Epidemiologische Studie zu den Risikofaktoren von Narkolepsie sowie zur Narkolepsieinzidenz in Deutschland im Zeitverlauf

Das Paul-Ehrlich-Institut (PEI) hat Hinweise aus Schweden und Finnland auf ein erhöhtes Risiko für Narkolepsie nach Pandemrix-Impfung bei Kindern und Jugendlichen unter 20 Jahren sowie die in Deutschland gemeldeten Verdachtsfälle zum Anlass genommen, in Kooperation mit der Deutschen Gesellschaft für Schlafforschung und Schlafmedizin (DGSM) eine epidemiologische Studie zu den Risikofaktoren von Narkolepsie sowie zur Narkolepsieinzidenz in Deutschland im Zeitverlauf durchzuführen.

Das Studiendesign des ersten Teils der Untersuchung entsprach einer hersteller­unabhängigen, durch das PEI gesponserten multizentrischen retrospektiven gematchten Fall-Kontroll-Studie.

Im zweiten Teil der Studie sollten aussagefähige Daten zur Inzidenz von Narkolepsie in Deutschland in verschiedenen Altersgruppen für den Zeitraum 2007-2011 erhoben werden.

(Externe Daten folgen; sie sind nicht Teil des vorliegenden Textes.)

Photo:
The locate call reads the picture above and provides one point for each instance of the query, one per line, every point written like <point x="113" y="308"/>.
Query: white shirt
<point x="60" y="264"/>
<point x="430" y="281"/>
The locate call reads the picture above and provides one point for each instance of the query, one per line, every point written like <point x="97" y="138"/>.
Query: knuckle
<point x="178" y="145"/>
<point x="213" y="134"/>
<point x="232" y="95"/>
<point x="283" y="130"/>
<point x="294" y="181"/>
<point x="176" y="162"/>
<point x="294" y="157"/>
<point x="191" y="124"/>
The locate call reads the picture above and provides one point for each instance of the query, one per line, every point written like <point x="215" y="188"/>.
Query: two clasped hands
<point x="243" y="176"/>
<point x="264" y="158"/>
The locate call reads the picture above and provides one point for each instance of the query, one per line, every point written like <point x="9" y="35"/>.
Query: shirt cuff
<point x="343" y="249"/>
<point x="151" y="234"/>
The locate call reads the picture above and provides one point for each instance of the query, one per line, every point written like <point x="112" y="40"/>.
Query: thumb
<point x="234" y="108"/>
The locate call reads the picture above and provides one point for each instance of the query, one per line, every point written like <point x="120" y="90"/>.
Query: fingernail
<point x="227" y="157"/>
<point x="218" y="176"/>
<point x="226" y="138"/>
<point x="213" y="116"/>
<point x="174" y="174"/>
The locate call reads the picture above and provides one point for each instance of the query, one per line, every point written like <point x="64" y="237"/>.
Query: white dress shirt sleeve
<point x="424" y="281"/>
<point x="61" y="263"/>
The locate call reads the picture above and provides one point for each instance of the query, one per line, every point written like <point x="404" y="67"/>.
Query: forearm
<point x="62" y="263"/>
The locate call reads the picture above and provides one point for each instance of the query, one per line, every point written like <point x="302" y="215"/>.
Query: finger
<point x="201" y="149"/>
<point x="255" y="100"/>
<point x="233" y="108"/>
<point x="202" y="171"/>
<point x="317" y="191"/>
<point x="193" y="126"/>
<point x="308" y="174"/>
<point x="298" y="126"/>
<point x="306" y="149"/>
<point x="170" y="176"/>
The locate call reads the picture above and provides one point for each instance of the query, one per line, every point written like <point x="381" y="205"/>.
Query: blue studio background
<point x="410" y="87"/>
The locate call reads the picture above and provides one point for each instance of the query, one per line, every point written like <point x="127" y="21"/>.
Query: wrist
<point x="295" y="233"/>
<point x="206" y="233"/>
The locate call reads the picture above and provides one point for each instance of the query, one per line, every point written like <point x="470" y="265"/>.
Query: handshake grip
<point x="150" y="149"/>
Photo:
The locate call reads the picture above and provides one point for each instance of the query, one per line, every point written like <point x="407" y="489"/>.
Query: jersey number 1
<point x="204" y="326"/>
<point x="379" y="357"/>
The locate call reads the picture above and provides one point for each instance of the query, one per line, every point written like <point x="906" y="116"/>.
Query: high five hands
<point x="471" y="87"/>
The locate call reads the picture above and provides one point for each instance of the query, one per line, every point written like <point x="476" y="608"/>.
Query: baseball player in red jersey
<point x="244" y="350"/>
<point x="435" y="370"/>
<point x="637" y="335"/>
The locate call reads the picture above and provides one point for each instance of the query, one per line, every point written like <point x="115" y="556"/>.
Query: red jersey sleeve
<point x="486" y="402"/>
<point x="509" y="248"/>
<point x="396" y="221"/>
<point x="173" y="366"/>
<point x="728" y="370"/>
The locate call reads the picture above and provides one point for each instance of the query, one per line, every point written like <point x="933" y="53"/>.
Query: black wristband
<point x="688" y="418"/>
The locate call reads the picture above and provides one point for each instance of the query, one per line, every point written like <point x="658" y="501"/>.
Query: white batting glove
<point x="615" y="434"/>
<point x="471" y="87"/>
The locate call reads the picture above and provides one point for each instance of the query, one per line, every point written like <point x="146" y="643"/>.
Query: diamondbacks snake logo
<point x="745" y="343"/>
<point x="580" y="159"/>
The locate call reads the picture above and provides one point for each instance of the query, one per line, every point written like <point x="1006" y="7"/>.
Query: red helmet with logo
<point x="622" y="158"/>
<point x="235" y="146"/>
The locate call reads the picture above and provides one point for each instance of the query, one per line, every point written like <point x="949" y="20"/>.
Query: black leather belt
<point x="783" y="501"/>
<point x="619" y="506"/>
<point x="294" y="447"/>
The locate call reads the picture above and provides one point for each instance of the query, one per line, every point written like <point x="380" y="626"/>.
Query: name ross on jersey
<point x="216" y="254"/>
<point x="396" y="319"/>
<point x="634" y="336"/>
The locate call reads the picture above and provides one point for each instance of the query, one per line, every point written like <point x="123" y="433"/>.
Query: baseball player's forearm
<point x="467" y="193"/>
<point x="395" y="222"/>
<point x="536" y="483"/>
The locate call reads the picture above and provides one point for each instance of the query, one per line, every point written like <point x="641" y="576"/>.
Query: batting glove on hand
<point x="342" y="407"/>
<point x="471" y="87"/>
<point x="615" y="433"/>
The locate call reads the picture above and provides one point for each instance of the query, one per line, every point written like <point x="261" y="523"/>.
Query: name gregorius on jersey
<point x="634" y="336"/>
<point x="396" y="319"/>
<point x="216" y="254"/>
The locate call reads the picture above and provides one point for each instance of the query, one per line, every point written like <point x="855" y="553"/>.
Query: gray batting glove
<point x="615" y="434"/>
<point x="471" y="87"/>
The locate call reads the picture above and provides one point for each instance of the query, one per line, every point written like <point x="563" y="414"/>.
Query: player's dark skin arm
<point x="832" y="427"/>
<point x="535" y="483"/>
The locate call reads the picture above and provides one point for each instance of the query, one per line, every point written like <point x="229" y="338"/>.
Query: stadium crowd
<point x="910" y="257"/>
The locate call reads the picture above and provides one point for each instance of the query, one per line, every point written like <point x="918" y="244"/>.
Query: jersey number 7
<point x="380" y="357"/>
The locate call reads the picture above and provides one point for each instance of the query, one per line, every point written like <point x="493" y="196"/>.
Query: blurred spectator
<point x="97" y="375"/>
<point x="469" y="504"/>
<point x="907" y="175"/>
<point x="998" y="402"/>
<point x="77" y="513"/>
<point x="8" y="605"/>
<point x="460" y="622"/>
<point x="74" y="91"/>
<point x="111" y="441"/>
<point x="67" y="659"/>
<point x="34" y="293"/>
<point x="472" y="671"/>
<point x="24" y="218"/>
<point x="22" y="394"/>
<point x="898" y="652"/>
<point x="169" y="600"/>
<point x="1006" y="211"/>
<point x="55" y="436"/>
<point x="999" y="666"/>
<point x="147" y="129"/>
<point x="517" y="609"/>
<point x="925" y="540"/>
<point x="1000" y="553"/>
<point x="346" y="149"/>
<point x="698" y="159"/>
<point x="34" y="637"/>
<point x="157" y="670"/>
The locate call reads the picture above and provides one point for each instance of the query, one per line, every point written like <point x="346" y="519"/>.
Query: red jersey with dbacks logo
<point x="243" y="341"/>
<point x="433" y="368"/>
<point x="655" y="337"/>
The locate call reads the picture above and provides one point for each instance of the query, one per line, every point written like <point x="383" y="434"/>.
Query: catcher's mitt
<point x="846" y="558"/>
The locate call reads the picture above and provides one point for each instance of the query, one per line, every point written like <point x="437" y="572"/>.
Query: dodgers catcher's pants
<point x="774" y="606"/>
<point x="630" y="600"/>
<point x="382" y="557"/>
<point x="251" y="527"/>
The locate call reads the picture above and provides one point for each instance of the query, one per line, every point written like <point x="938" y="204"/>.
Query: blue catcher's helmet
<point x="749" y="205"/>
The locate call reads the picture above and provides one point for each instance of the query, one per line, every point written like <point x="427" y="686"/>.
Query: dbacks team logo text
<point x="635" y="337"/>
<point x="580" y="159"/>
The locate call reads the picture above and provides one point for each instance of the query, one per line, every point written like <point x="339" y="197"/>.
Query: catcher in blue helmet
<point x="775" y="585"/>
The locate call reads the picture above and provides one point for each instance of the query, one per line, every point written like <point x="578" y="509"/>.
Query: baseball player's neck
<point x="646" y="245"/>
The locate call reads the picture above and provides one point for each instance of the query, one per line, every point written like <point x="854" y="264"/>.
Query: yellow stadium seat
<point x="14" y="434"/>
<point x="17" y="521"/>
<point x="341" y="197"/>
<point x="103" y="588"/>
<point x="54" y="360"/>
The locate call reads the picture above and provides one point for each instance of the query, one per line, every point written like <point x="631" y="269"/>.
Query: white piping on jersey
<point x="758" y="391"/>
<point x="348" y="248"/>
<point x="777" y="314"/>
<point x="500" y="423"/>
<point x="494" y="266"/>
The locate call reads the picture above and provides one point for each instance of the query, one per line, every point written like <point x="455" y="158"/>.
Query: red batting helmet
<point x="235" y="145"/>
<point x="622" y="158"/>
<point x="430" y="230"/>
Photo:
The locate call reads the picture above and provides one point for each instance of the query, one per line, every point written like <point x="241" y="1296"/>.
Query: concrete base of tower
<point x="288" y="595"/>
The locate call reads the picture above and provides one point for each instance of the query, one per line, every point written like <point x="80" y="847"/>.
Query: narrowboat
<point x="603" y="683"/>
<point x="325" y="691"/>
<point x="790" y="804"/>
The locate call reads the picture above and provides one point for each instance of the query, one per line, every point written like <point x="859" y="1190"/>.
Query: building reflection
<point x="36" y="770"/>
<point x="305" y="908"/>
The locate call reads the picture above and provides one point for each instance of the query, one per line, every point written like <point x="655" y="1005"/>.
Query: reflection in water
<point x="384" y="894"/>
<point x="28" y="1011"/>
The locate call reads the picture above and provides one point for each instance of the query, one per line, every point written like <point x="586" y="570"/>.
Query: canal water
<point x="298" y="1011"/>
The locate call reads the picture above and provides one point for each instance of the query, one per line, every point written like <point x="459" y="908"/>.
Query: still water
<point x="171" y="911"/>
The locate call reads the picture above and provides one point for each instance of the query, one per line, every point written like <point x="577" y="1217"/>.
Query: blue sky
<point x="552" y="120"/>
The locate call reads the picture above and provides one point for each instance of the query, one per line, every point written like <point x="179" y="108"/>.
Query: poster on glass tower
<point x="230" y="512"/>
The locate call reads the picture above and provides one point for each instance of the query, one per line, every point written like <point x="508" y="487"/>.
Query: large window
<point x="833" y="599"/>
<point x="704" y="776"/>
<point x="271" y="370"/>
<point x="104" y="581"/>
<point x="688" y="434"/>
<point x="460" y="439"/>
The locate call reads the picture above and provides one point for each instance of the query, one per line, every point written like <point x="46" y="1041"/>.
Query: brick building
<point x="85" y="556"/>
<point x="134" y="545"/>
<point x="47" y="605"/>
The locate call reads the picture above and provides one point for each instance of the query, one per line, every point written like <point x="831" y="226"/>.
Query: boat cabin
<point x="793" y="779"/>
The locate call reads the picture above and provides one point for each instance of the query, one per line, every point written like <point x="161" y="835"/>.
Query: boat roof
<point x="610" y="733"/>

Die deutschlandweite Narkolepsie-Studie wurde in schlafmedizinischen Zentren durchgeführt und umfasste das gesamte Bundesgebiet.

Aktueller Stand

TEIL 1: Fall-Kontroll-Studie zu Risikofaktoren von Narkolepsie in Deutschland

Hintergrund

Im Zuge der Influenzapandemie 2009/2010 wurden die Ergebnisse einiger Studien publiziert, die auf ein erhöhtes Risiko für Narkolepsie nach Impfung gegen die pandemische Influenza A/H1N1/v mit einem AS03-adjuvantierten Impfstoff hinwiesen. Das Hauptziel des Teils 1 der vom PEI durchgeführten Studie bestand darin, Risikofaktoren für Narkolepsie zu identifizieren, vor allem hinsichtlich der Rolle von Infektionen (saisonale und pandemische Influenza) und Impfungen (insbesondere der Impfung gegen die pandemische Influenza A/H1N1pdm).

Methoden

Zur Identifizierung von Risikofaktoren für Narkolepsie und Risikoquantifizierung wurde eine retrospektive multizentrische gematchte Fall-Kontroll-Studie durchgeführt.

In die Studie einbezogen werden konnten Patienten mit exzessiver Tagesschläfrigkeit, die im Zeitraum vom 1.4.2009 bis 31.12.2012 zur Abklärung (einschließlich multiplen Schlaflatenztest, MSLT) an ein schlafmedizinisches Zentrum überwiesen worden waren.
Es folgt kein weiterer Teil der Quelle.